The discrimination conception of sexual harassment law reflects an understanding that such law is designed to protect a vulnerable group—in this case mainly women—that is the target of inappropriate sexual behavior in the workplace. From this viewpoint, laws prohibiting sexual harassment must be implemented so as to remove an obstacle to the integration of women in the workforce. United States and European Union sexual harassment law and policy is firmly rooted in this understanding of sexual harassment. In fact, the development of law in these jurisdictions has been strongly linked with movements to address other forms of discrimination against vulnerable groups, e.g., race discrimination. Many countries have adopted the anti-discrimination model of sexual harassment law in an attempt to protect the rights of women in the workplace. The discussion of civil law in this section includes examples of anti-discrimination law targeting sexual harassment.
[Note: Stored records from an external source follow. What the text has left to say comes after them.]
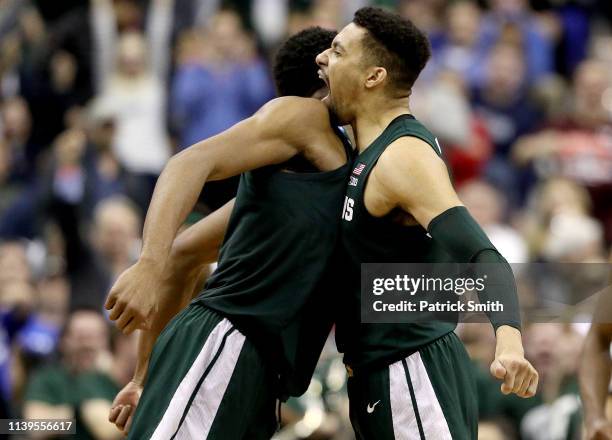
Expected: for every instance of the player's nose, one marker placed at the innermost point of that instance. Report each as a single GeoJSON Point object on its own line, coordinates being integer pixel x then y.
{"type": "Point", "coordinates": [321, 59]}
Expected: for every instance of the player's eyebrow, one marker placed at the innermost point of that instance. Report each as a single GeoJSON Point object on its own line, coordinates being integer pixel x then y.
{"type": "Point", "coordinates": [337, 45]}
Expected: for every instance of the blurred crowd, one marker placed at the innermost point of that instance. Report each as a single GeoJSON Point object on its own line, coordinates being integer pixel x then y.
{"type": "Point", "coordinates": [96, 95]}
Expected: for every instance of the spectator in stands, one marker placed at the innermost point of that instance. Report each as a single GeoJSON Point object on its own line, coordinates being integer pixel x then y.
{"type": "Point", "coordinates": [513, 21]}
{"type": "Point", "coordinates": [555, 350]}
{"type": "Point", "coordinates": [578, 146]}
{"type": "Point", "coordinates": [503, 102]}
{"type": "Point", "coordinates": [219, 81]}
{"type": "Point", "coordinates": [79, 386]}
{"type": "Point", "coordinates": [131, 72]}
{"type": "Point", "coordinates": [487, 205]}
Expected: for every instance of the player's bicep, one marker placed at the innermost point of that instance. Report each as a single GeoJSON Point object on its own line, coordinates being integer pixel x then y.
{"type": "Point", "coordinates": [261, 140]}
{"type": "Point", "coordinates": [602, 316]}
{"type": "Point", "coordinates": [417, 180]}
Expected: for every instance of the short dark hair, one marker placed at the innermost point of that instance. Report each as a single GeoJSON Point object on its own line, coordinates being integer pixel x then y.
{"type": "Point", "coordinates": [394, 43]}
{"type": "Point", "coordinates": [295, 68]}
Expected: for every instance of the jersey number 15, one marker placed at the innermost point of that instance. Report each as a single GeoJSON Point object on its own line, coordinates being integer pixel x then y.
{"type": "Point", "coordinates": [347, 210]}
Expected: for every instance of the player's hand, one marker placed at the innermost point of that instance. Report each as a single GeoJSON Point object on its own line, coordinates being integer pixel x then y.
{"type": "Point", "coordinates": [510, 366]}
{"type": "Point", "coordinates": [133, 299]}
{"type": "Point", "coordinates": [124, 406]}
{"type": "Point", "coordinates": [599, 430]}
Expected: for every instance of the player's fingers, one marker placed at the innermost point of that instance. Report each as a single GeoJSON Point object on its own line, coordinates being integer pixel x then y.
{"type": "Point", "coordinates": [110, 301]}
{"type": "Point", "coordinates": [123, 416]}
{"type": "Point", "coordinates": [117, 310]}
{"type": "Point", "coordinates": [522, 389]}
{"type": "Point", "coordinates": [125, 318]}
{"type": "Point", "coordinates": [533, 385]}
{"type": "Point", "coordinates": [497, 369]}
{"type": "Point", "coordinates": [114, 412]}
{"type": "Point", "coordinates": [520, 377]}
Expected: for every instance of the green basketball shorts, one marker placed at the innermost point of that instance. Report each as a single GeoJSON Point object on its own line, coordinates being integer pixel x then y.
{"type": "Point", "coordinates": [430, 395]}
{"type": "Point", "coordinates": [205, 381]}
The dignity and health and safety perspectives on sexual harassment law, on the other hand, mean placing sexual harassment within the context of legal protections for all workers, not just those who are vulnerable by virtue of membership in a particular social group. These protections may take the form of labor law, tort law or employment contract provisions. In many European countries, sexual harassment law appears to incorporate the discrimination perspective (the result of early laws imitating the U.S. model), the dignity perspective and the health and safety perspective. In Europe, there is an increasing focus on behaviors described as "moral harassment," "mobbing," or "workplace bullying," all of which subordinate concern about the integration of women in the workforce to concern about the rights for all workers. Adapted from Gabrielle S. Friedman and James Q. Whitman, The European Transformation of Harassment Law: Discrimination Versus Dignity, Columbia Journal of European Law, Vol. 9, 241 (Spring 2003). By de-emphasizing the issue of gender, this approach moves harassment law away from the discrimination and violence against women toward broader questions of individual dignity and health and safety on the job. One positive result of such an approach is that it may be more inclusive of a wide variety of harassment claims, e.g. harassment claims made by a victim against an individual of the same gender. However, this approach shifts the focus away from an underlying cause of harassment, the subordination of women to men in the workplace. The moral harassment or workplace bullying concept often also includes a health component as well: degrading treatment or "psychoterror" in the workplace is regulated in part due to the effects of such treatment on the mental health of workers.
The three dominant conceptions of sexual harassment—a form of discrimination, an offense against dignity and a health and safety violation—need not be understood as exclusive approaches to sexual harassment law. The following are examples of approaches to sexual harassment law which incorporate concern for discrimination, dignity and health:
Remedies for sexual harassment cases will vary based on the approach a country takes towards sexual harassment. This may include civil remedies under discrimination laws governing the workplace and under labor laws, as well as criminal remedies where sexual harassment is criminalized or the acts concerned amount to criminal sexual assault.